Conder had been promoted major on 1 July 1888. After superintending the construction of the new defences for the naval base of Berehaven in 1894, he was engaged during 1895 in directing public works for the relief of distress in the congested districts of Ireland; and being promoted lieutenant-colonel on 12 Aug. 1895, was appointed commanding royal engineer at Weymouth. There he remained for five years and wrote some of his most important works. At Weymouth he was occupied with defence work in connection with the great naval base at Portland; fortifications, barracks, submarine mining, and electric searchlights all claimed his attention. He was promoted brevet colonel on 12 Aug. 1899, and a year later was placed on half pay. He was afterwards employed on the ordnance survey in the west of Ireland with headquarters at Ennis, co. Clare, until his retirement from the service on 2 Nov. 1904. Thenceforth he lived at Cheltenham, where he died on 16 Feb. 1910.

Conder married on 12 June 1877, at Guildford, Surrey, Myra Rachel, eldest daughter of Lieutenant-general Edward Archibald Foord (d. 1899) of the royal (Madras) engineers. She survived him with a daughter and a son.

Conder led a busy life, and although his services were invariably commended by those under whom he served he received little reward. In 1891, however, the University of Edinburgh made him honorary LL.D. A great Palestine explorer, he was one of several differing authorities on the Hittite and on the Altaic language. In 1893 he announced to the Royal Asiatic Society a discovery of what he claimed to be the clue to the Hittite inscriptions, but his claim was contested, and it is maintained that all suggested interpretations are based upon hypotheses at present incapable of verification.

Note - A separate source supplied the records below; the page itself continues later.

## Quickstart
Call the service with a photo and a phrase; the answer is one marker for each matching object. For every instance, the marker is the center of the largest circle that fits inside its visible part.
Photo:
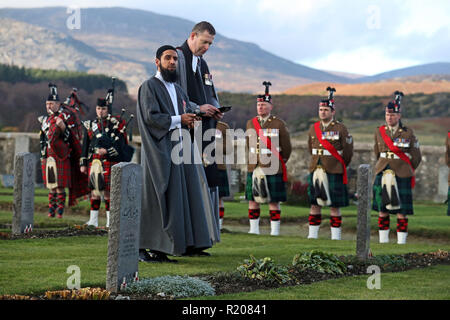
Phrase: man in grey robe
(173, 219)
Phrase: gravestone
(364, 197)
(23, 206)
(123, 241)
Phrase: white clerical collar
(195, 60)
(264, 119)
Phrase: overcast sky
(364, 37)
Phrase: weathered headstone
(364, 197)
(23, 206)
(235, 181)
(7, 180)
(123, 242)
(22, 144)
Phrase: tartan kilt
(107, 165)
(64, 170)
(405, 193)
(277, 187)
(224, 188)
(338, 190)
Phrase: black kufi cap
(395, 105)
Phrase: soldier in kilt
(223, 142)
(59, 142)
(331, 147)
(447, 159)
(268, 145)
(398, 155)
(105, 144)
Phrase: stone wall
(431, 176)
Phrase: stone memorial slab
(363, 224)
(23, 206)
(123, 241)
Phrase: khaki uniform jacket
(335, 133)
(405, 140)
(224, 142)
(447, 157)
(273, 128)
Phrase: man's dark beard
(168, 76)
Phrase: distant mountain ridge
(122, 42)
(134, 35)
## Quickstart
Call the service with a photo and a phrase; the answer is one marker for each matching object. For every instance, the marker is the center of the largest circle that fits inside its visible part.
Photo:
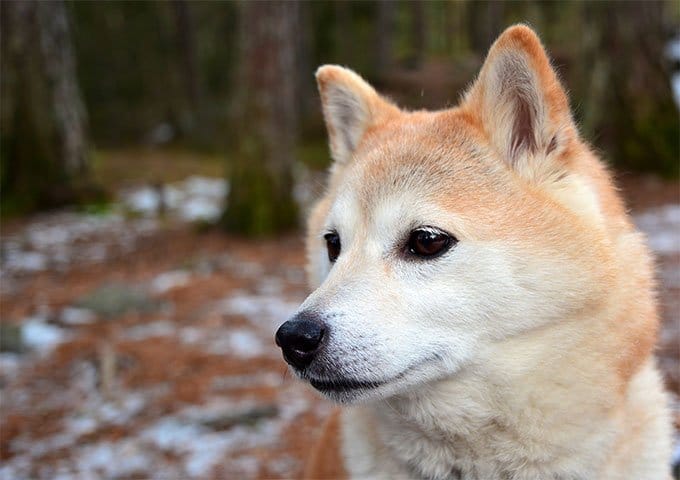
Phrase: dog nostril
(309, 338)
(300, 339)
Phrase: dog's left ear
(520, 103)
(350, 107)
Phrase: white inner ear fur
(515, 115)
(347, 116)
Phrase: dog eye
(429, 242)
(332, 245)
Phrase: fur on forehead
(517, 101)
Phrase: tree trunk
(43, 124)
(261, 169)
(189, 72)
(418, 37)
(60, 68)
(384, 43)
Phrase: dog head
(443, 234)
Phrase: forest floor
(134, 346)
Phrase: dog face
(444, 234)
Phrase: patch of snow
(262, 379)
(10, 363)
(662, 227)
(76, 316)
(282, 466)
(204, 186)
(194, 199)
(169, 280)
(191, 335)
(25, 261)
(113, 460)
(200, 209)
(40, 336)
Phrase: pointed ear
(520, 103)
(350, 106)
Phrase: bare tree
(43, 121)
(261, 170)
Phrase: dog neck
(507, 409)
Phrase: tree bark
(261, 170)
(60, 69)
(189, 72)
(384, 43)
(43, 122)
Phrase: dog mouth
(343, 385)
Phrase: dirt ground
(156, 359)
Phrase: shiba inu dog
(482, 301)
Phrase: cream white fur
(499, 358)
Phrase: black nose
(301, 338)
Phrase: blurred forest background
(235, 81)
(145, 144)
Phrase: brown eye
(333, 245)
(429, 242)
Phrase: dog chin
(351, 390)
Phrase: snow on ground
(237, 428)
(662, 227)
(194, 199)
(55, 241)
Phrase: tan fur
(575, 392)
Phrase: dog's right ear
(350, 107)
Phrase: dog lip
(348, 384)
(344, 384)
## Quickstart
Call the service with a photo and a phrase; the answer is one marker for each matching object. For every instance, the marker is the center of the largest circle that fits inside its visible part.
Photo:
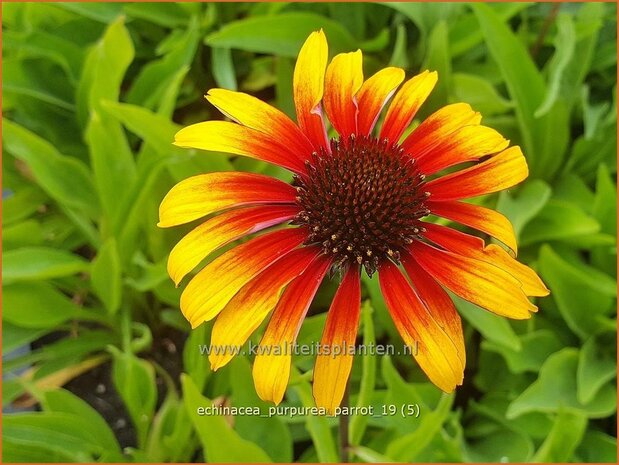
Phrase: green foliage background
(92, 96)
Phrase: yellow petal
(374, 94)
(212, 288)
(219, 231)
(483, 219)
(495, 174)
(334, 363)
(308, 87)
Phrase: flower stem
(344, 421)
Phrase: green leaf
(134, 379)
(425, 16)
(604, 208)
(281, 34)
(358, 423)
(102, 12)
(536, 347)
(558, 220)
(219, 441)
(14, 336)
(65, 179)
(106, 275)
(368, 455)
(33, 263)
(37, 305)
(104, 69)
(491, 438)
(555, 389)
(464, 32)
(169, 15)
(66, 402)
(492, 327)
(111, 159)
(523, 207)
(597, 365)
(566, 434)
(66, 53)
(583, 295)
(479, 93)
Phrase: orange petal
(221, 230)
(438, 303)
(473, 247)
(435, 352)
(224, 136)
(334, 363)
(273, 356)
(250, 306)
(467, 144)
(476, 281)
(256, 114)
(374, 94)
(308, 88)
(483, 219)
(438, 126)
(405, 105)
(342, 82)
(204, 194)
(213, 287)
(502, 171)
(532, 285)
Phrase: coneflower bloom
(357, 202)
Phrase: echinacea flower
(357, 202)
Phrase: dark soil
(97, 389)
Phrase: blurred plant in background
(92, 336)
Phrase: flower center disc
(362, 202)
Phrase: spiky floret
(362, 202)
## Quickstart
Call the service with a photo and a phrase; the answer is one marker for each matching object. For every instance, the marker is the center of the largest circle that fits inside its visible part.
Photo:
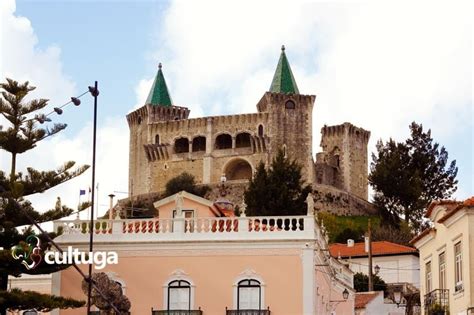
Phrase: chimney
(111, 208)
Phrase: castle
(164, 142)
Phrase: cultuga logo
(29, 252)
(31, 255)
(98, 259)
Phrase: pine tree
(21, 135)
(277, 191)
(407, 176)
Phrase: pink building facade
(194, 256)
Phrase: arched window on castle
(181, 145)
(242, 140)
(199, 144)
(223, 141)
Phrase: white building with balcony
(196, 258)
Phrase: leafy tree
(361, 283)
(407, 176)
(348, 233)
(278, 190)
(17, 300)
(22, 135)
(186, 182)
(401, 234)
(112, 291)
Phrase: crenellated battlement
(277, 98)
(340, 130)
(223, 123)
(154, 114)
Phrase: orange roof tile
(363, 298)
(379, 248)
(449, 203)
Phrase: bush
(186, 182)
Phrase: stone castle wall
(165, 143)
(345, 151)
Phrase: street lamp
(376, 269)
(345, 294)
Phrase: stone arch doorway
(238, 169)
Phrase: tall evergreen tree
(278, 190)
(21, 135)
(407, 176)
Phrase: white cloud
(22, 60)
(379, 65)
(111, 163)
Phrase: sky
(377, 64)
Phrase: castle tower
(158, 108)
(290, 118)
(345, 151)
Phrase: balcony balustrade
(248, 312)
(189, 228)
(176, 312)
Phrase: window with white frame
(458, 266)
(442, 270)
(428, 276)
(249, 295)
(179, 295)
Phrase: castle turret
(343, 162)
(290, 123)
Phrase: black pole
(95, 92)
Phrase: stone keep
(164, 141)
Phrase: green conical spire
(159, 95)
(283, 80)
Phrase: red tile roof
(452, 206)
(379, 248)
(363, 298)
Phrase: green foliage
(339, 226)
(348, 233)
(278, 190)
(400, 234)
(407, 176)
(21, 135)
(361, 283)
(110, 289)
(16, 300)
(186, 182)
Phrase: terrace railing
(192, 228)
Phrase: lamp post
(94, 92)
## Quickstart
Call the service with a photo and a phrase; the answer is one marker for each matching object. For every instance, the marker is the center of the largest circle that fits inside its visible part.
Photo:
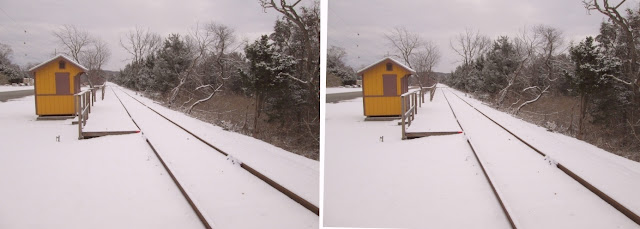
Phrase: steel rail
(295, 197)
(484, 171)
(195, 208)
(615, 204)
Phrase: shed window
(390, 85)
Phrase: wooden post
(404, 136)
(79, 115)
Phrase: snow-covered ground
(435, 182)
(229, 196)
(614, 175)
(431, 182)
(117, 182)
(4, 88)
(107, 182)
(334, 90)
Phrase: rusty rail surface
(615, 204)
(298, 199)
(193, 206)
(484, 171)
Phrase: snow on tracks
(228, 195)
(533, 188)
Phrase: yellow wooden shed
(382, 84)
(56, 81)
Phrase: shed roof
(383, 60)
(55, 58)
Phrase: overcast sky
(111, 19)
(359, 25)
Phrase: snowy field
(435, 182)
(4, 88)
(107, 182)
(334, 90)
(117, 182)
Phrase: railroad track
(298, 199)
(608, 199)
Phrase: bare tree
(425, 60)
(548, 42)
(405, 43)
(289, 11)
(526, 44)
(73, 40)
(5, 53)
(140, 43)
(612, 12)
(469, 45)
(94, 57)
(223, 41)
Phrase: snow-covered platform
(375, 179)
(108, 117)
(434, 118)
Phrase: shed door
(76, 84)
(62, 83)
(405, 84)
(390, 85)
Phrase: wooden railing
(410, 102)
(84, 101)
(83, 108)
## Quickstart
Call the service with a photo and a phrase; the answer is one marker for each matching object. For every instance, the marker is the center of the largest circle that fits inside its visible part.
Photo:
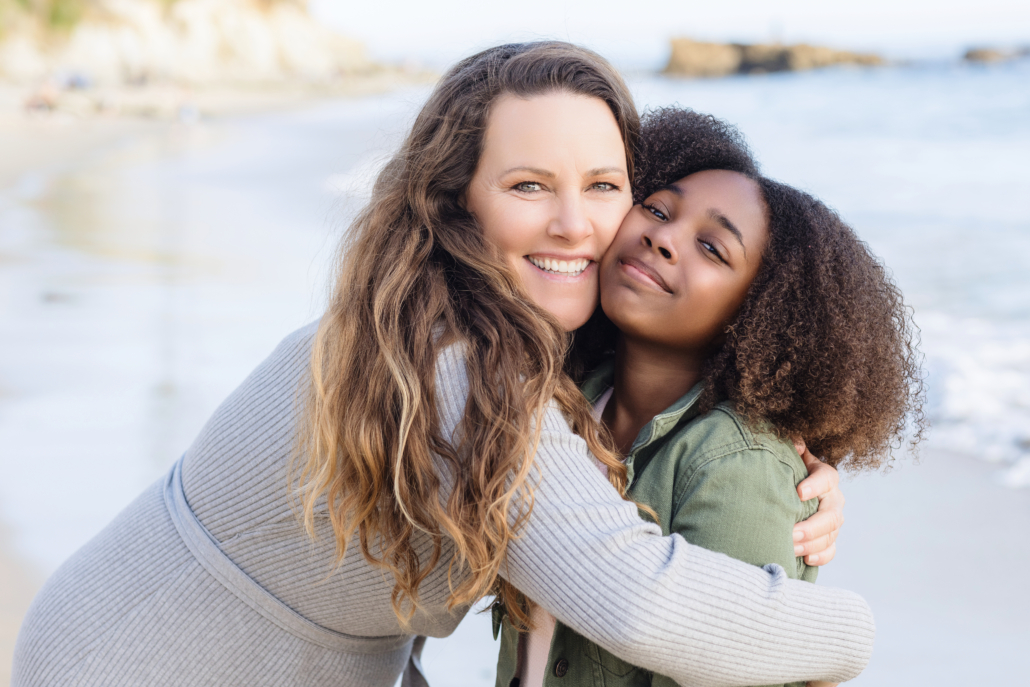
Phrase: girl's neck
(649, 378)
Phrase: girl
(747, 312)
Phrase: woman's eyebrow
(724, 221)
(534, 170)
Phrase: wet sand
(19, 584)
(939, 551)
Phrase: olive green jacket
(719, 483)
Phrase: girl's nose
(659, 241)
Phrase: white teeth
(572, 267)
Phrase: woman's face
(682, 263)
(550, 192)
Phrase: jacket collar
(684, 410)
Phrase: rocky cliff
(691, 58)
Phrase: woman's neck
(649, 378)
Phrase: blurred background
(175, 176)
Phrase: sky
(636, 35)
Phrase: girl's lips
(643, 273)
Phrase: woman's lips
(643, 273)
(574, 269)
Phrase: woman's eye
(527, 186)
(712, 249)
(655, 211)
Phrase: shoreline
(78, 126)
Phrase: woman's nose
(659, 240)
(571, 221)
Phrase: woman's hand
(815, 538)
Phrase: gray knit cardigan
(209, 579)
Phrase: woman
(428, 386)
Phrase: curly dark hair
(823, 346)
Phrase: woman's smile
(563, 268)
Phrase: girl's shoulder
(721, 434)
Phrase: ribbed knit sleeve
(699, 617)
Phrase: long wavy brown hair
(416, 276)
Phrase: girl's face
(550, 192)
(682, 262)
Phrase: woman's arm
(697, 616)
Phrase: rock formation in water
(180, 41)
(691, 58)
(984, 55)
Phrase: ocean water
(138, 286)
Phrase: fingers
(810, 535)
(820, 550)
(822, 478)
(821, 558)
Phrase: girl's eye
(655, 211)
(527, 186)
(712, 249)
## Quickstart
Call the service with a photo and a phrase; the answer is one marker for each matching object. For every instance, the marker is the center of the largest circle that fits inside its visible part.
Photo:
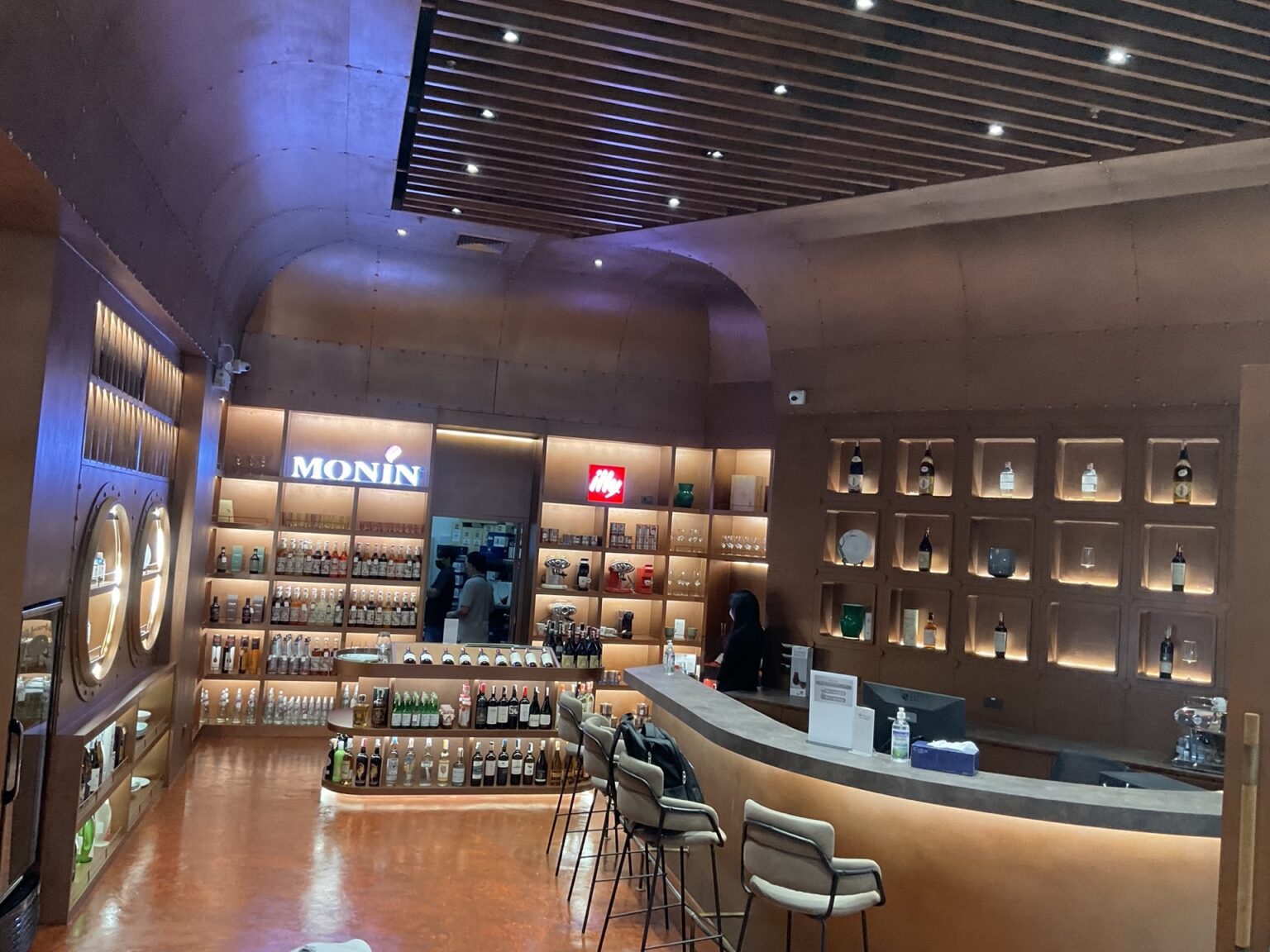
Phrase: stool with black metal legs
(571, 715)
(659, 824)
(789, 861)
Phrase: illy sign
(389, 473)
(606, 483)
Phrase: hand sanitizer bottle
(900, 736)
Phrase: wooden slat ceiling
(604, 112)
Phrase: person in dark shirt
(751, 655)
(441, 596)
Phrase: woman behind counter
(750, 656)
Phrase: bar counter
(987, 862)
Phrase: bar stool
(659, 823)
(789, 861)
(571, 715)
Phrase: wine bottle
(1182, 478)
(857, 471)
(926, 474)
(924, 550)
(1166, 655)
(1000, 636)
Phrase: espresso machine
(1201, 739)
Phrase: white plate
(855, 546)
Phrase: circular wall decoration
(153, 566)
(102, 592)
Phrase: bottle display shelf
(341, 721)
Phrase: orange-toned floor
(241, 856)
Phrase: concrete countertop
(738, 727)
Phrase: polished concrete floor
(243, 854)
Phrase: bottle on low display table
(1000, 636)
(1184, 476)
(924, 550)
(1166, 655)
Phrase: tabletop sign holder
(832, 710)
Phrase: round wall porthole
(102, 588)
(151, 561)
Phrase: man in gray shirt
(474, 602)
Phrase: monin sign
(386, 474)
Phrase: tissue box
(928, 758)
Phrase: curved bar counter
(987, 862)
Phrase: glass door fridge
(26, 755)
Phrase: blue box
(928, 758)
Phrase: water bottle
(900, 736)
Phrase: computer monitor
(930, 716)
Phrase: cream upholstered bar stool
(789, 861)
(659, 824)
(569, 716)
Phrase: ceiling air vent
(474, 243)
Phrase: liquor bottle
(443, 764)
(1179, 570)
(924, 550)
(1182, 478)
(857, 471)
(540, 765)
(504, 765)
(1166, 655)
(926, 474)
(455, 778)
(1000, 636)
(1090, 483)
(490, 769)
(517, 764)
(360, 767)
(391, 764)
(556, 771)
(1007, 480)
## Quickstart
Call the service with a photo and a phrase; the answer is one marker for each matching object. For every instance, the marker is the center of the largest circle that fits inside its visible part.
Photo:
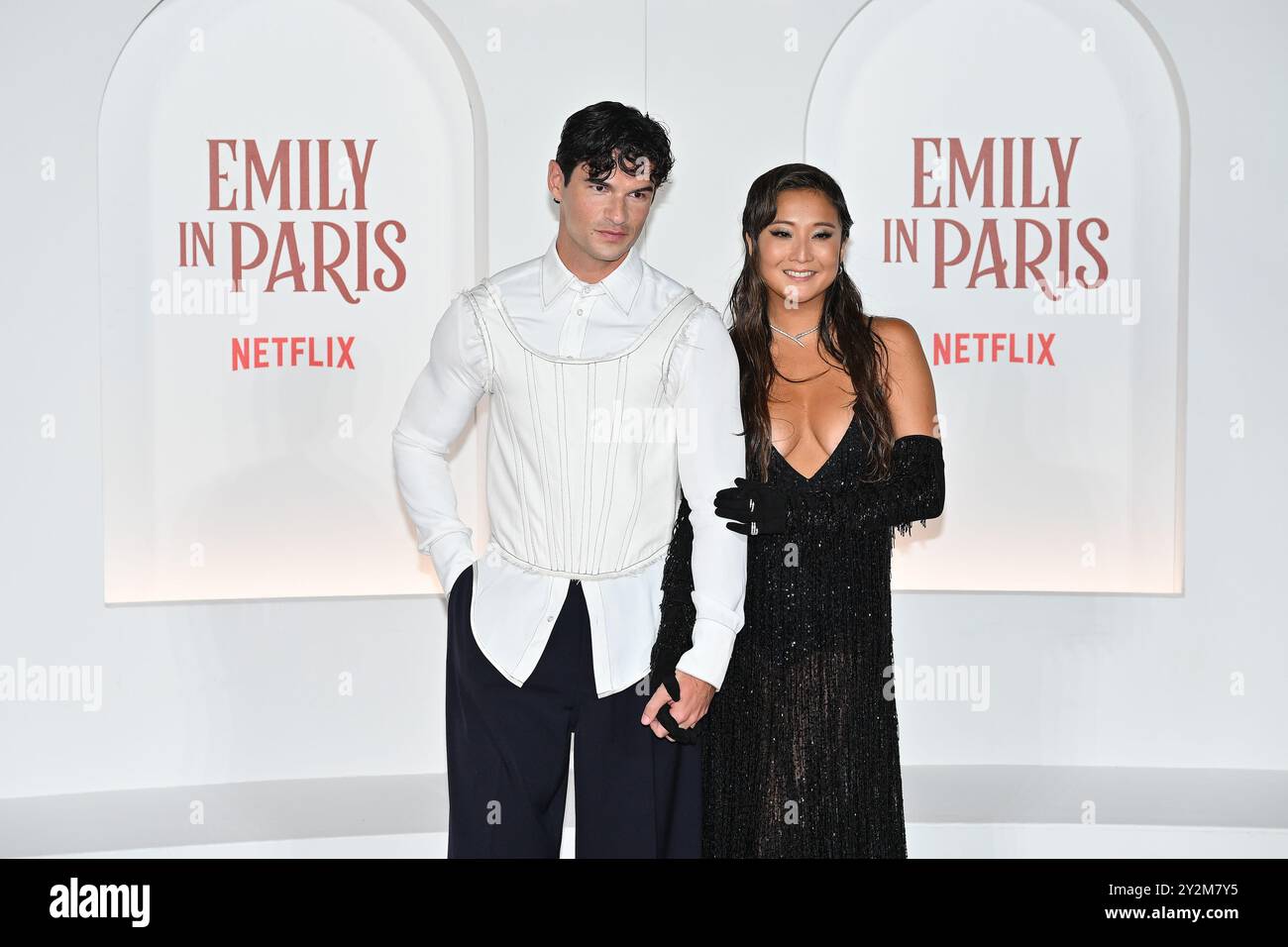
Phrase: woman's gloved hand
(754, 509)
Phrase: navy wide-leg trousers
(507, 746)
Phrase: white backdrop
(237, 466)
(984, 149)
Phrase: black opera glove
(754, 508)
(912, 492)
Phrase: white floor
(953, 812)
(923, 841)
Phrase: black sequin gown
(802, 742)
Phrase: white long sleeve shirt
(514, 609)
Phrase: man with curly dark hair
(612, 385)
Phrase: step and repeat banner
(290, 193)
(1014, 171)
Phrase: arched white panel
(236, 466)
(1060, 476)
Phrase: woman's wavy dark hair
(845, 331)
(591, 134)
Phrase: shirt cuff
(708, 657)
(452, 554)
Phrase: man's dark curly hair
(592, 134)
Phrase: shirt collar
(621, 285)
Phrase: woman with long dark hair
(800, 745)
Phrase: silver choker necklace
(794, 338)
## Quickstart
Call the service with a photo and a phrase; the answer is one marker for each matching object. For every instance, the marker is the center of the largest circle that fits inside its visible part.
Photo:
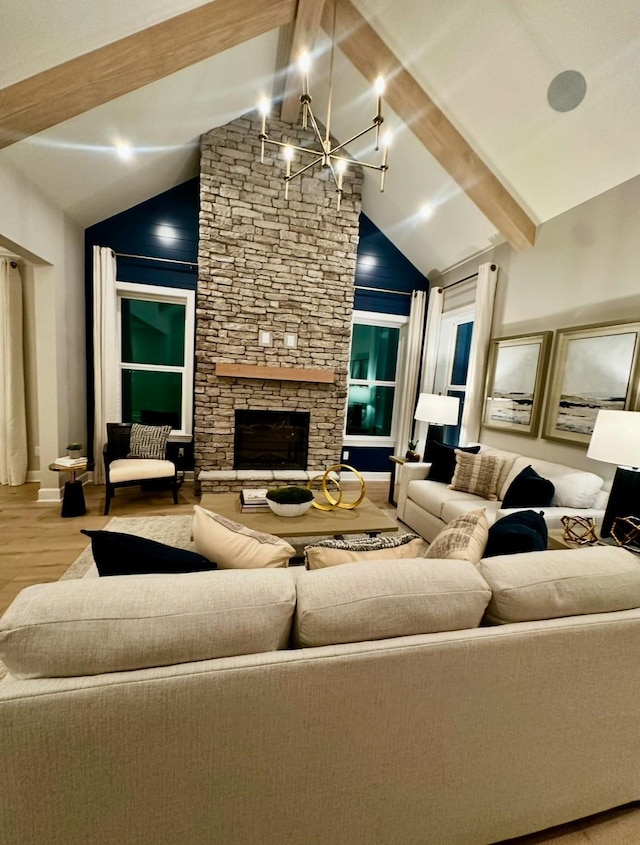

Conder's industry as a writer was untiring, but his modesty deterred him from controversy with his critics. Apart from the works already mentioned, Conder proved his learning in: 1. 'The Latin Kingdom of Jerusalem,' 1897. 2. 'The Hittites and their Language,' 1898. 3. 'The First Bible,' 1902. 4. 'The Rise of Man,' 1908. 5. 'The City of Jerusalem,' 1909. His minor works are: 1. 'Primer of Bible Geography,' 1883. 2. 'Eastern Palestine,' 1892. 3. 'The Bible in the East,' 1896. 4. 'The Hebrew Tragedy,' 1900. 5. 'Critics and the Law,' 1907. Conder, a prolific writer for magazines and reviews, particularly 'Blackwood's Magazine' and the 'Edinburgh Review,' contributed very largely to Smith's 'New Bible Dictionary,' to the publications of the Palestine Pilgrims Text Society, and from 1872 to 'The Quarterly Statement of the Palestine Exploration Fund,' where his last article on 'Recent Hittite Discoveries' appeared in January 1910. He was a competent artist and drew the illustrations in 'Pictorial Scenes from Bunyan's Pilgrim's Progress' (4to, 1869).

[War Office Records; Porter's History of the Corps of Royal Engineers 1889; Besant's Twenty-one Years' Work in the Holy Land 1880; The Times, 17 Feb. 1910; Royal Engineers Journal, April 1910; Geographical Journal, April 1910; Quarterly Statement of the Palestine Exploration Fund, April 1910.]